Question

PCA using HapMap population data

1

Entering edit mode

8.1 years ago

eze.anokian ▴ 10

Hi there,

this is my first post at BioStars. I am a new starter bioinformatician. I have a problem that should be easy to solve but I cannot sort out, so I would be glad if you could help me with this issue.

The question is easy. I have a VCF file with genotype data of many samples. It contains SNPs in the rows and the columns are of a typical VCF (#CHROM,..., INFO) followed by the Ids of the samples. I would like to filter out the non-European samples according to these genotype data, using HapMap. I was told I had to do a PCA. I have tried several tools for this, Shellfish, Beagle, SNPRelate, but I could not solve the problem. With SNPRelate, I could do the PCA, but this just clusters samples that are unlabeled and I need to associate them to HapMap populations (CEU, YRI, JPT, CHB). On the other hand, Shellfish returns me a non-informative error when it is running:

Exception: command gtool -P --ped shellfish-temp-15479/146134504516.ped --map shellfish-temp-15479/146134504516.map --og shellfish-temp-15479/146134504516.gen --os shellfish-temp-15479/146134504516.sample --discrete_phenotype 0 >> shellfish.log exited with code 256 (1)

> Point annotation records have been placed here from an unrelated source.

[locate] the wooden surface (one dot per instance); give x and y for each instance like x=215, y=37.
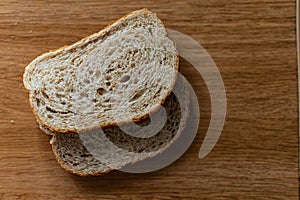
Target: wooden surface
x=253, y=44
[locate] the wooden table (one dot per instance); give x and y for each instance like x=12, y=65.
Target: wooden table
x=254, y=46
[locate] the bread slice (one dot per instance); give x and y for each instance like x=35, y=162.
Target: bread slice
x=118, y=75
x=73, y=155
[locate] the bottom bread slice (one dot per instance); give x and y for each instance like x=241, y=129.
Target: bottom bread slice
x=73, y=155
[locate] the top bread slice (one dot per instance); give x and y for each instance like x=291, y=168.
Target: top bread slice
x=120, y=74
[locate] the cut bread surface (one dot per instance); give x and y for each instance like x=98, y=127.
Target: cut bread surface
x=115, y=76
x=92, y=154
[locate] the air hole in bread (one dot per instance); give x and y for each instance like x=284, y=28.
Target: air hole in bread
x=38, y=102
x=137, y=95
x=150, y=31
x=87, y=81
x=45, y=95
x=125, y=79
x=107, y=77
x=101, y=91
x=50, y=110
x=97, y=74
x=84, y=94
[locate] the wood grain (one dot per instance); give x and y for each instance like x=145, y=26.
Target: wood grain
x=252, y=42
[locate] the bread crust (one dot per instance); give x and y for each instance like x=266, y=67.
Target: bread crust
x=82, y=42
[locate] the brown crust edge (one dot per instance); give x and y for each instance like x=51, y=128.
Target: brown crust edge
x=72, y=171
x=108, y=125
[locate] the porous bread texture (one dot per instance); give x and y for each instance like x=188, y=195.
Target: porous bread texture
x=72, y=154
x=115, y=76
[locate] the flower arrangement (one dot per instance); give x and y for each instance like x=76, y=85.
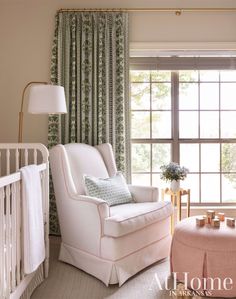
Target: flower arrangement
x=173, y=171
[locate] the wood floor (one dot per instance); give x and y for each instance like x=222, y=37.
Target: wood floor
x=68, y=282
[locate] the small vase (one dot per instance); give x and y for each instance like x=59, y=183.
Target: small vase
x=175, y=186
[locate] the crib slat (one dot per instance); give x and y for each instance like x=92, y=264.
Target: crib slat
x=17, y=157
x=11, y=228
x=13, y=237
x=8, y=160
x=2, y=242
x=26, y=155
x=0, y=163
x=8, y=249
x=18, y=233
x=35, y=156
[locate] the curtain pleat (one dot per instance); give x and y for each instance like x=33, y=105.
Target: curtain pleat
x=90, y=59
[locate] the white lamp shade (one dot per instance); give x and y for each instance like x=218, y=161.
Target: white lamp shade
x=47, y=99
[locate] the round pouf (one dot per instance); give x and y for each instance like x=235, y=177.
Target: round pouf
x=204, y=258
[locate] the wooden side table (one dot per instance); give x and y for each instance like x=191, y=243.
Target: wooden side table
x=176, y=199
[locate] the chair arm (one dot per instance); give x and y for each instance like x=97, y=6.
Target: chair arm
x=82, y=221
x=99, y=205
x=144, y=193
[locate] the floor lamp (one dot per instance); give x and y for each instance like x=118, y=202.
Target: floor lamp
x=44, y=98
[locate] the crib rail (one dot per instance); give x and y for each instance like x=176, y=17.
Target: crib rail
x=13, y=280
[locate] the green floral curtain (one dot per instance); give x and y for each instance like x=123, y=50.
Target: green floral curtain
x=90, y=59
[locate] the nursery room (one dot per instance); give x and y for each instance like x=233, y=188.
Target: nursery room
x=117, y=149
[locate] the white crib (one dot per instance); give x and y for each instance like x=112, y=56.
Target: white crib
x=14, y=284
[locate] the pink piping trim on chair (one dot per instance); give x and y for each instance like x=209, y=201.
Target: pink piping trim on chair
x=117, y=260
x=137, y=230
x=168, y=203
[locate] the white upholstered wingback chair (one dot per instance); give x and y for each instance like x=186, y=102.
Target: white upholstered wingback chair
x=111, y=243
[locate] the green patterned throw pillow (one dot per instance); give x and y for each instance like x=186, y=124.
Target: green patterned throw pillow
x=113, y=190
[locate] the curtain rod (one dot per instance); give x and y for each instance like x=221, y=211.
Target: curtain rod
x=177, y=11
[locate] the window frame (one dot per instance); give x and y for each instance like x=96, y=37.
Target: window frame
x=174, y=64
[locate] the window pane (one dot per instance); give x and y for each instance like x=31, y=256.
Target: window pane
x=139, y=76
x=209, y=75
x=228, y=127
x=161, y=76
x=140, y=120
x=161, y=124
x=210, y=187
x=188, y=96
x=228, y=75
x=210, y=157
x=229, y=188
x=209, y=124
x=209, y=96
x=186, y=76
x=161, y=96
x=188, y=124
x=141, y=157
x=228, y=96
x=140, y=96
x=189, y=156
x=192, y=183
x=141, y=179
x=161, y=154
x=228, y=157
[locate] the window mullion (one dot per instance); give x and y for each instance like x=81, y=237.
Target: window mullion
x=175, y=115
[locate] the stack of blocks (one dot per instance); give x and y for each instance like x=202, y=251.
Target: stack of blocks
x=211, y=219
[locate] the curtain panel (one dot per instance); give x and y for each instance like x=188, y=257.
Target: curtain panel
x=90, y=59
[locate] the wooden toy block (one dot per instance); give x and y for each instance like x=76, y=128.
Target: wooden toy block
x=211, y=214
x=215, y=223
x=221, y=216
x=200, y=221
x=231, y=222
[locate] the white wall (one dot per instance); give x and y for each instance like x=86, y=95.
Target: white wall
x=26, y=31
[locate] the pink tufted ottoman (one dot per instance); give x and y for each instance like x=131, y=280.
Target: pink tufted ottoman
x=201, y=254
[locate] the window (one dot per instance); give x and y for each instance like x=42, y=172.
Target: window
x=187, y=116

And in file shellfish.log:

...
Note: No phenotypes present.
--recode to plink.ped + plink.map ... done.
Unknown parameter: 0

What steps and tools would you recommend to follow? I can use any tool you think is suitable for this.

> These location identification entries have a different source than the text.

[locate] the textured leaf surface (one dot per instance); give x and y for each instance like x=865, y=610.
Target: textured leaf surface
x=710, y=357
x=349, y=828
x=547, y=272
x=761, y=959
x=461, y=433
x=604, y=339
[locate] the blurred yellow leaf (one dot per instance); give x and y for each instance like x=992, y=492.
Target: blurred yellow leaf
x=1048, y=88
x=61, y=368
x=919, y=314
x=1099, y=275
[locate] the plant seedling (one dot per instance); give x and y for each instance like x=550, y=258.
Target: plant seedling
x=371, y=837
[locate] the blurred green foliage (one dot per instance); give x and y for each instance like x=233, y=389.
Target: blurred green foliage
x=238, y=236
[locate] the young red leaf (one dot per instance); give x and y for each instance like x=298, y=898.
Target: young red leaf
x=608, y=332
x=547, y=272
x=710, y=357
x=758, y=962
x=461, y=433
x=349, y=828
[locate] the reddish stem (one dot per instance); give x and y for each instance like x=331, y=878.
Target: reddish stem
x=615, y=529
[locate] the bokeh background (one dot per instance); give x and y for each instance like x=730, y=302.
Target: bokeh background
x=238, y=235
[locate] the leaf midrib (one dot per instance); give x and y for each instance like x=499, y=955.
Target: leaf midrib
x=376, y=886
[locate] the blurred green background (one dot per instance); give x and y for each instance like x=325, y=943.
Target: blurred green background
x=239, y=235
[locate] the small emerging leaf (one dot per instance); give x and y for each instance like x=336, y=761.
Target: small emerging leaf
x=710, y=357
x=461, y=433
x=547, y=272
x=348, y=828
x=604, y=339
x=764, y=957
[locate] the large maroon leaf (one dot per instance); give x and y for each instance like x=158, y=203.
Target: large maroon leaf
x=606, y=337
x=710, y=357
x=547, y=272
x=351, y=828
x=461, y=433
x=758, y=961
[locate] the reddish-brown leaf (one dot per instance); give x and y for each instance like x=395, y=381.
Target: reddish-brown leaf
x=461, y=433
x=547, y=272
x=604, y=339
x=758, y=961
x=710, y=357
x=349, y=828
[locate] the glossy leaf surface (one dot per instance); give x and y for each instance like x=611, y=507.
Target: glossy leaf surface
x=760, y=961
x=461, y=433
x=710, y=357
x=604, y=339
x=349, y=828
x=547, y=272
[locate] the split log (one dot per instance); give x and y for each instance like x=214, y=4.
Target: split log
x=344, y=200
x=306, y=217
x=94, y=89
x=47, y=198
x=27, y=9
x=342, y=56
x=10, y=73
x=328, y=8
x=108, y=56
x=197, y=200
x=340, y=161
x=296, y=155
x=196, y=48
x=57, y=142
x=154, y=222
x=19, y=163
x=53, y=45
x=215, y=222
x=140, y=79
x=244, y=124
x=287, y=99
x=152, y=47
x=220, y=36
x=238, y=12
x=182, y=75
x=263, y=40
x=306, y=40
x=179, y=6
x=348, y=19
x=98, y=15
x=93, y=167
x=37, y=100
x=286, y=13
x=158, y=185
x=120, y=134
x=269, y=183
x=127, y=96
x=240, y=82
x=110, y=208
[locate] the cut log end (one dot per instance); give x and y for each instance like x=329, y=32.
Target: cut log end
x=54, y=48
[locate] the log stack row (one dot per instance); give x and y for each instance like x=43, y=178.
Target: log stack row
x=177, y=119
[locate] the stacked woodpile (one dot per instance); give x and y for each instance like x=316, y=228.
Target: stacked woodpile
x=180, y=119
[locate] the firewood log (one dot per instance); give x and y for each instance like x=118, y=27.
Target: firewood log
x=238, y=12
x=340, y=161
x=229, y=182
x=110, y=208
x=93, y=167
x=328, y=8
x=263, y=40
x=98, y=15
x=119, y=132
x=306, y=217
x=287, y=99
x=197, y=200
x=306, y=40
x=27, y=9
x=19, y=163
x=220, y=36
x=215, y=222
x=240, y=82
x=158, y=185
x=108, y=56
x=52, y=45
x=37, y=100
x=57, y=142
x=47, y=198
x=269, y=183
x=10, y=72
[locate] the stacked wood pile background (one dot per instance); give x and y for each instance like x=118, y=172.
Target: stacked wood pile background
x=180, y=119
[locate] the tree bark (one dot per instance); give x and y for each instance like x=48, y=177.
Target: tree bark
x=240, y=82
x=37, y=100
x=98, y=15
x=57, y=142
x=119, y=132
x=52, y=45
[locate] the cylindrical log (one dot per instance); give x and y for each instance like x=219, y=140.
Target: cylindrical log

Sorry for this, it may be an easy problem, but I have spent 2 days trying several tools.

Many thanks.

PCA HapMap VCF genotype • 4.8k views

ADD COMMENT • link updated 4.9 years ago by zx8754 11k • written 8.1 years ago by eze.anokian ▴ 10

score 9 · Accepted Answer · 2016-03-20

Hi,

Dont have experience with those tools but I usually use plink.

First convert your vcf file to plink file using for example vcftools (http://vcftools.sourceforge.net/)

./vcftools --vcf input_data.vcf --plink --out output_in_plink

Then download the hapmap data from plink: http://pngu.mgh.harvard.edu/~purcell/plink/dist/hapmap_r23a.zip

Then extract snps lists from both datasets and filter based on the these snplist to get only overlapping snps.

plink --bfile fileA--write-snplist --out list1 --noweb
plink --bfile fileB --extract list1 --noweb --out fileB_filtered --make-bed

Then merge the files and make a mds plot

plink --bfile fileA_filtered --bmerge fileB_filtered.bed fileB_filtered.bim fileB_filtered.fam --noweb --out merged --make-bed

plink --bfile merged --mds-plot 2 --noweb --out mds

This can be easily plotted using R or even Excel... and then you can see which samples are derived from which ethic background.